Yes, there is rest, with the paradoxical exhortation (or command) to make every effort to enter into it (Hebrews 4:11). Talking about the Sabbath rest in Christ in whom our salvation completely lies.
But in this life we have to engage both in terms of our own faith and faithfulness coming from that, and in terms of the faith itself. Effort is required. It’s not just a matter of entering into and settling in the rest. To remain in the rest, again paradoxically, requires effort.
The Apostle Paul considered his life in Christ, amounting both to the general call for all, and the specific call he received from Christ to lead him into nothing less than a fight, “the good fight of faith,” which he instructed others to engage in, as well (1 Timothy 6:12).
It seems like the nature of things, even of God’s grace in us, that everything is gained from being hard fought. Maybe I’m missing it somehow, but in my own life I have to stay on my toes, and be ready for difficulty and trouble in terms of the world, the flesh and the devil. This seems to be the nature of things in this life.
Recently I joked at work that when I expect something to be easy, it ends up being hard, but when I expect something to be hard, it end up being easy, not so hard at all. In significant part, though not entirely, that is psychological. This is much more than that. It is important to know what we’re in for, so that we can be good for the long haul, and grow through it all.
One tricky part of this is to mistakenly get our focus on ourselves and our own effort.
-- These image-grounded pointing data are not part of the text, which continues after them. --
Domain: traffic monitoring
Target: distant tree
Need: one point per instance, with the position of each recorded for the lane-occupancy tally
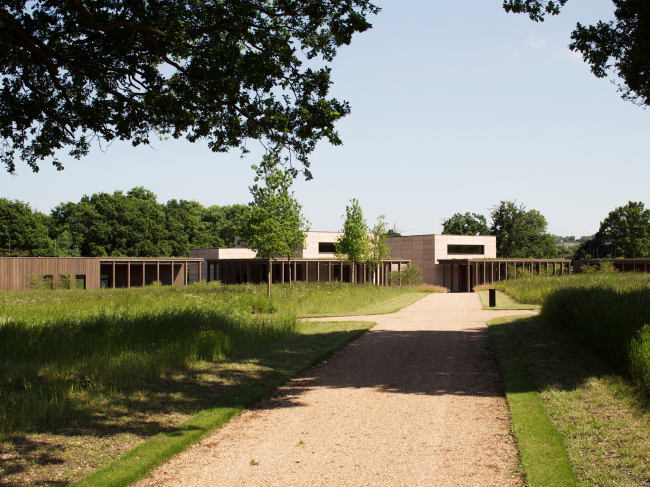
(394, 232)
(467, 224)
(521, 233)
(624, 233)
(274, 225)
(116, 225)
(24, 230)
(618, 47)
(353, 245)
(233, 215)
(377, 248)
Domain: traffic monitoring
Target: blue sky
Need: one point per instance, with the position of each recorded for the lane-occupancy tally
(455, 106)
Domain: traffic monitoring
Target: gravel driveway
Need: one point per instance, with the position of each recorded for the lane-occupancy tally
(418, 400)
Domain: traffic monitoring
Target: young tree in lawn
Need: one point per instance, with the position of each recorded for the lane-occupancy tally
(353, 245)
(221, 72)
(294, 226)
(274, 225)
(377, 248)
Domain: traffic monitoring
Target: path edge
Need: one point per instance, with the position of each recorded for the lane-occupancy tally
(543, 456)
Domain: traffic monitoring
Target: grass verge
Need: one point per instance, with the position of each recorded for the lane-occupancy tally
(391, 305)
(543, 457)
(503, 302)
(603, 422)
(283, 361)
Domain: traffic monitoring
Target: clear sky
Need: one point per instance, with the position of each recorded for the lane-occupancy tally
(455, 106)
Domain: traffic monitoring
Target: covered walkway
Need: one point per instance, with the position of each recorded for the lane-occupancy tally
(237, 271)
(462, 275)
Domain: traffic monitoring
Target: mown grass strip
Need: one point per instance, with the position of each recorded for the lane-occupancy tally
(388, 306)
(543, 457)
(305, 350)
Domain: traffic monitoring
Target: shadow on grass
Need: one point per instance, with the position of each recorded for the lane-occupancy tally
(407, 362)
(554, 360)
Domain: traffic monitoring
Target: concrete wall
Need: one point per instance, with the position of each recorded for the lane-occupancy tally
(216, 254)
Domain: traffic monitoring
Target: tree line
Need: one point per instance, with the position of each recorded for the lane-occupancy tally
(521, 233)
(117, 225)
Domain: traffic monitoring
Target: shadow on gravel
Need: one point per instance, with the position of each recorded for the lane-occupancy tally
(411, 362)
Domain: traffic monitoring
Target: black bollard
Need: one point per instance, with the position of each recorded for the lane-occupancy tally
(493, 298)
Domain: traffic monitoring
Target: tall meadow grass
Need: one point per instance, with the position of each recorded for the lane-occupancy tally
(62, 350)
(606, 312)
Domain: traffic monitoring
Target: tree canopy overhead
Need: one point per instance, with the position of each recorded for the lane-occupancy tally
(75, 71)
(619, 47)
(521, 233)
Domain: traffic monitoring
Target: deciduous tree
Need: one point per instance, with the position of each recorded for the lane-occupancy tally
(353, 245)
(467, 224)
(624, 233)
(23, 229)
(616, 47)
(274, 226)
(75, 71)
(377, 248)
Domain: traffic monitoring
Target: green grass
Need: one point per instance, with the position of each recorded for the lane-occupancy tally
(603, 423)
(543, 457)
(290, 357)
(604, 312)
(503, 301)
(86, 376)
(533, 290)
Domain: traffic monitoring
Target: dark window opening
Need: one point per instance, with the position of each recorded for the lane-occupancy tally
(80, 281)
(48, 282)
(466, 249)
(326, 248)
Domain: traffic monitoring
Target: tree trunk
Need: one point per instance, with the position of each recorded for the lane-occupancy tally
(289, 259)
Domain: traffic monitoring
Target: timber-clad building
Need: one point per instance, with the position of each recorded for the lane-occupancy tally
(456, 262)
(19, 273)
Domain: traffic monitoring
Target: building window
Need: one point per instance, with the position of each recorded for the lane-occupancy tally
(466, 249)
(326, 248)
(80, 281)
(48, 282)
(104, 281)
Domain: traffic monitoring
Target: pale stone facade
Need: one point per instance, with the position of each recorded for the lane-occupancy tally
(425, 251)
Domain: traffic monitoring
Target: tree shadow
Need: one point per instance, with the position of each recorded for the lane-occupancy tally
(555, 361)
(431, 363)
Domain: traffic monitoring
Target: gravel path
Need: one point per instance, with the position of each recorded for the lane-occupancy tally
(418, 400)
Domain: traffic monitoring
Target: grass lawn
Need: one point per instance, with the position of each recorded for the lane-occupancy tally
(504, 301)
(604, 426)
(113, 382)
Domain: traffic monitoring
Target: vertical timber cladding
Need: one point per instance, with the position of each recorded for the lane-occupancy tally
(16, 272)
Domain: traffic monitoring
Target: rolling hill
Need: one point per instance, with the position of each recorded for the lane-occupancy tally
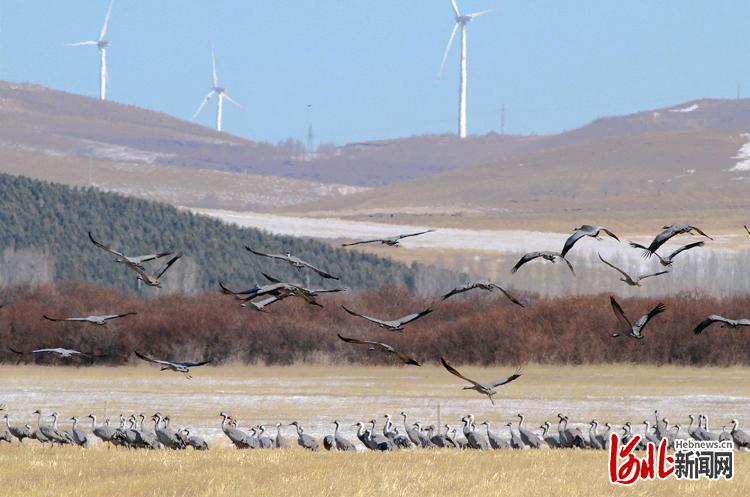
(43, 237)
(639, 170)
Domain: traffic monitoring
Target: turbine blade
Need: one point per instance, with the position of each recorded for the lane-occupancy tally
(447, 48)
(455, 8)
(214, 77)
(233, 100)
(80, 44)
(103, 32)
(480, 13)
(203, 103)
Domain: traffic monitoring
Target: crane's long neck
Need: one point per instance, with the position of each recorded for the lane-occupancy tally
(219, 109)
(103, 73)
(462, 85)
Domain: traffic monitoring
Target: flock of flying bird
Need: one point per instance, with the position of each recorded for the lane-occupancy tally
(276, 290)
(133, 434)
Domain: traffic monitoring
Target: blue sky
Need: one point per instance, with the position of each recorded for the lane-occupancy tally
(368, 69)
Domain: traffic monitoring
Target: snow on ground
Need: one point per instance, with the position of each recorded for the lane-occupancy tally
(689, 108)
(743, 156)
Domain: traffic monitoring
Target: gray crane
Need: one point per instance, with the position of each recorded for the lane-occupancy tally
(104, 433)
(725, 323)
(648, 435)
(669, 232)
(495, 441)
(63, 353)
(474, 439)
(487, 389)
(194, 441)
(281, 442)
(99, 320)
(392, 325)
(569, 437)
(383, 347)
(549, 438)
(154, 280)
(305, 441)
(528, 437)
(19, 433)
(668, 260)
(133, 261)
(594, 438)
(177, 366)
(582, 231)
(547, 256)
(626, 278)
(634, 330)
(166, 437)
(340, 441)
(391, 241)
(414, 435)
(741, 439)
(264, 441)
(295, 262)
(705, 432)
(482, 285)
(51, 434)
(515, 440)
(381, 440)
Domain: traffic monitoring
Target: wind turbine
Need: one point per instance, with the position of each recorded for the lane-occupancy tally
(102, 44)
(462, 21)
(221, 94)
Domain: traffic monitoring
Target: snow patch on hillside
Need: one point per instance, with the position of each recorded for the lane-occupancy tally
(743, 156)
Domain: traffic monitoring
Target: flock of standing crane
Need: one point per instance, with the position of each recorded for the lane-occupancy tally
(133, 433)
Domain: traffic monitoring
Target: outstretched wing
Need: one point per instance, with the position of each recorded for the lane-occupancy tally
(626, 275)
(524, 259)
(619, 314)
(713, 318)
(455, 372)
(115, 316)
(319, 271)
(168, 265)
(570, 266)
(374, 240)
(189, 364)
(572, 239)
(643, 320)
(148, 359)
(507, 294)
(400, 237)
(413, 317)
(686, 247)
(151, 257)
(701, 232)
(460, 289)
(104, 247)
(607, 231)
(371, 319)
(644, 276)
(517, 374)
(272, 256)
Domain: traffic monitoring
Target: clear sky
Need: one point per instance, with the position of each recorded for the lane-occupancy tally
(365, 69)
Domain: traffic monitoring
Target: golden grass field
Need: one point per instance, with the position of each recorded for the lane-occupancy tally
(54, 472)
(318, 394)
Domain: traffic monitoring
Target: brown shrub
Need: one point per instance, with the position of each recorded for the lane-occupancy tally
(478, 329)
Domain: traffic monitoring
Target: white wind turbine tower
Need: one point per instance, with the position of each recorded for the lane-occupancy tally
(102, 44)
(221, 94)
(462, 21)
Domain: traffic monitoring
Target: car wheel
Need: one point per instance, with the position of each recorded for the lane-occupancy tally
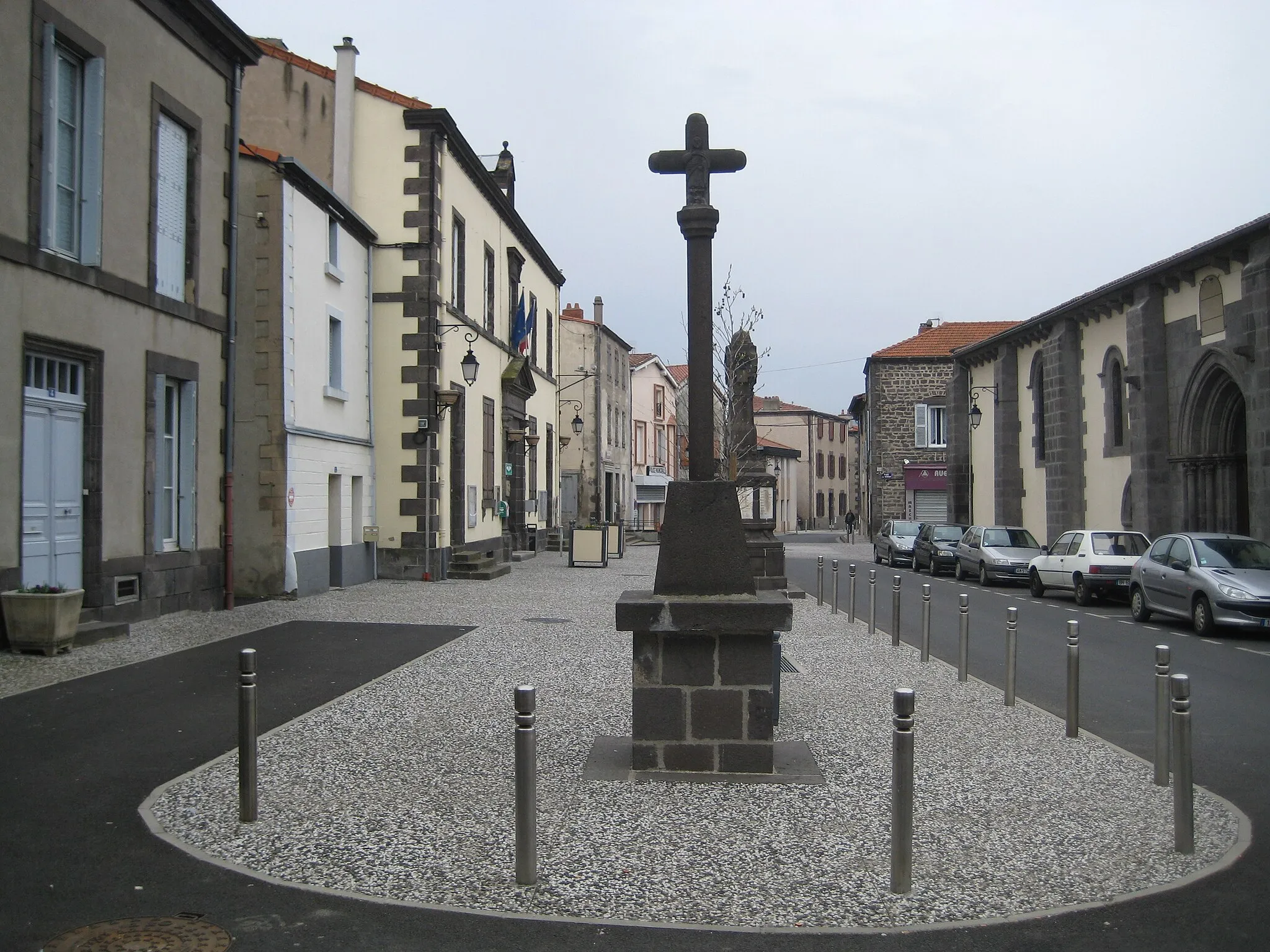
(1139, 606)
(1202, 617)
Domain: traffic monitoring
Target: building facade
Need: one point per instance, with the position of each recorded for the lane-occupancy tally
(1142, 404)
(596, 385)
(906, 387)
(654, 438)
(461, 288)
(115, 271)
(304, 467)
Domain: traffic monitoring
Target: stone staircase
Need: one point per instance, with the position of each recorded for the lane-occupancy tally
(479, 566)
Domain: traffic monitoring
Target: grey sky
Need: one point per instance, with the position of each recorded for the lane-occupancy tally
(972, 161)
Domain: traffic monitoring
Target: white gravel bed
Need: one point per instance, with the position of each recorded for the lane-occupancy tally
(403, 788)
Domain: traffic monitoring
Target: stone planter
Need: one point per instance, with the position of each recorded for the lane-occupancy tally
(41, 622)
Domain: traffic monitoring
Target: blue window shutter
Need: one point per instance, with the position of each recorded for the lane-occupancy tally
(48, 161)
(189, 469)
(91, 197)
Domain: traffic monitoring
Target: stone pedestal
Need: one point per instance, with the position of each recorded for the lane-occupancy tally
(701, 679)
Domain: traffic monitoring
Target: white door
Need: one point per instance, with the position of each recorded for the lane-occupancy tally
(52, 474)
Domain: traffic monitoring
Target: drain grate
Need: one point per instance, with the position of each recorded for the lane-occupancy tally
(173, 933)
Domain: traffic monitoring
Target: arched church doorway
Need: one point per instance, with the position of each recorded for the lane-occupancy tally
(1215, 464)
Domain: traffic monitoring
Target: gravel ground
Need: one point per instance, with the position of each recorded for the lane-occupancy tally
(403, 788)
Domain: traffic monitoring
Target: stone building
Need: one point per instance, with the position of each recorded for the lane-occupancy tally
(824, 462)
(1145, 403)
(304, 467)
(116, 223)
(907, 421)
(465, 390)
(596, 385)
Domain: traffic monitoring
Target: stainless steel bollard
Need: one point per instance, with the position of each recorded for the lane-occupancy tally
(248, 778)
(873, 601)
(851, 593)
(894, 611)
(1073, 678)
(902, 791)
(1184, 794)
(1162, 663)
(963, 639)
(1011, 653)
(835, 610)
(526, 787)
(926, 622)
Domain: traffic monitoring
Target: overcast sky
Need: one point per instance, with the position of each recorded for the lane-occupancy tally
(907, 161)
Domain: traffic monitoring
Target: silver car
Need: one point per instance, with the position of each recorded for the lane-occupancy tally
(1209, 578)
(995, 552)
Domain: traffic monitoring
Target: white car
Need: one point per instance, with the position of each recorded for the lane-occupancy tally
(1088, 563)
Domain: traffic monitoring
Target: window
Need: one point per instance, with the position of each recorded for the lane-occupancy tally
(175, 403)
(71, 162)
(458, 263)
(489, 288)
(488, 450)
(1212, 310)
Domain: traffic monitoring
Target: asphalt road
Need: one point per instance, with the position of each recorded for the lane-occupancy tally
(1231, 707)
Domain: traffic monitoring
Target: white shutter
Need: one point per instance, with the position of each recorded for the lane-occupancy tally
(91, 182)
(48, 174)
(187, 472)
(173, 156)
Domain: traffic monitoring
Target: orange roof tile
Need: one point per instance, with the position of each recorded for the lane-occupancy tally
(944, 339)
(316, 69)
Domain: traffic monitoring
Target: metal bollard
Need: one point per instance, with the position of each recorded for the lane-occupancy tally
(963, 649)
(902, 791)
(873, 601)
(1162, 663)
(248, 786)
(1011, 653)
(1073, 679)
(526, 787)
(851, 593)
(926, 622)
(894, 611)
(1184, 794)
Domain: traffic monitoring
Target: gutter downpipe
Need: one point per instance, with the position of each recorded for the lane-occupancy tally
(231, 332)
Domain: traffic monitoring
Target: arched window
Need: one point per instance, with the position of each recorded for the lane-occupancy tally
(1212, 309)
(1038, 389)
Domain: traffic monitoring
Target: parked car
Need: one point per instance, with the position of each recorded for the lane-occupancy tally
(996, 552)
(1088, 563)
(935, 547)
(894, 541)
(1210, 578)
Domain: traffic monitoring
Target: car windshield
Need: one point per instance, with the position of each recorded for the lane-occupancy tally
(1009, 539)
(1119, 544)
(1232, 553)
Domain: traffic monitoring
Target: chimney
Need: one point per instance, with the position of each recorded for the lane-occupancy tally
(346, 88)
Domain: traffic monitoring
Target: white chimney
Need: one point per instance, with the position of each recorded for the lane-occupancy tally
(342, 152)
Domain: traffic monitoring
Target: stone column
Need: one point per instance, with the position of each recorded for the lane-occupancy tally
(1065, 439)
(1148, 412)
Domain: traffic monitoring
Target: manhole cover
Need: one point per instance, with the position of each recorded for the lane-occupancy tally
(143, 935)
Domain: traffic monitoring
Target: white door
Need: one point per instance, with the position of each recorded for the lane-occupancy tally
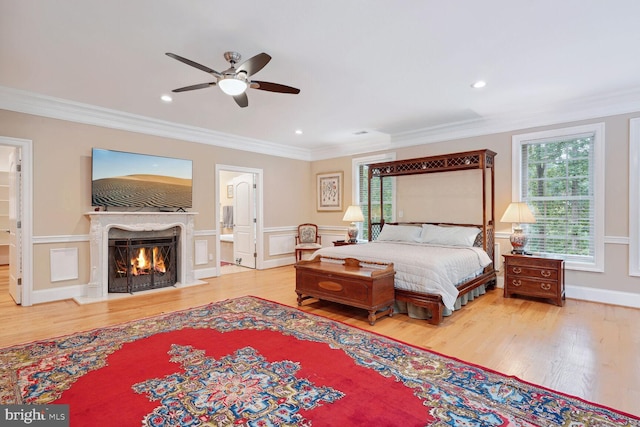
(244, 217)
(15, 234)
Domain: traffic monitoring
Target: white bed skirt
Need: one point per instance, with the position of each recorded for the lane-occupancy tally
(416, 312)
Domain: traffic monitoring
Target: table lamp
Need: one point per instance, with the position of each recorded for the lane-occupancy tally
(353, 215)
(518, 213)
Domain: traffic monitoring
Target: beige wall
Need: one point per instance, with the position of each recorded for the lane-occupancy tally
(62, 182)
(615, 276)
(62, 169)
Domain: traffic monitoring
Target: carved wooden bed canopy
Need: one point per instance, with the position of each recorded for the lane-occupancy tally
(469, 160)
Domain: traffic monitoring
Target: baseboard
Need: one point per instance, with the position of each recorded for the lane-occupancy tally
(57, 294)
(204, 273)
(604, 296)
(278, 262)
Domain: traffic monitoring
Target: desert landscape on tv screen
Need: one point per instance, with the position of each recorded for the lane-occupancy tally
(121, 179)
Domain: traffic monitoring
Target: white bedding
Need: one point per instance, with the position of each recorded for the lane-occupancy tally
(420, 267)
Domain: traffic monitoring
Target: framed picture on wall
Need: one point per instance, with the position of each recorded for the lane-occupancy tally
(329, 191)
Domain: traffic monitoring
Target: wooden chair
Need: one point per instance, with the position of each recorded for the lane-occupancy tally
(307, 239)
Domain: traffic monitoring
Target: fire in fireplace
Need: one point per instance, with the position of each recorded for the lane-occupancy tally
(142, 263)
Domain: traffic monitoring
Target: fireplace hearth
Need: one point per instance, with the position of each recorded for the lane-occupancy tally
(115, 225)
(142, 263)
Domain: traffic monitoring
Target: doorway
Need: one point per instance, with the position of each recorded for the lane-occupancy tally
(239, 219)
(15, 216)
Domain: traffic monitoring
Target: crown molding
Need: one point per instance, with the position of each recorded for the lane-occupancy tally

Instead the effort required is to get our focus off of ourselves and our effort, or whatever we might imagine commends us, and get our focus onto Jesus. We do that through being in the word and prayer, and in the fellowship and communion of the church, so as to live in an interactive relationship with God, which results in an interactive relationship with each other in Jesus.
I wish we could arrive in this life to some sort of place where we would live in a grace which carries us through the day in God’s love in Jesus, submerged and overwhelmed and living out of that love. Yes, we get some signficant tastes of that in this life, to be sure. And there are those times which seem to be a bit of the foretaste of Heaven, in which we find a rest and peace and along with that a deep settled joy, not of this world. But somehow, usually too soon that experience dissipates, or we run into the hard realities of this life.
The blessing in the troubles and trials, yes- even in our worry is that we’re pressed to get back to the basics of our faith, and to seriously practice them.
We want to become much better in all of this as time goes on, but we’re never relieved from the call to press on in battle, a spiritual battle no less, not just for ourselves, but for others. But yes, for ourselves, as well. Following Paul’s example, as he followed Christ.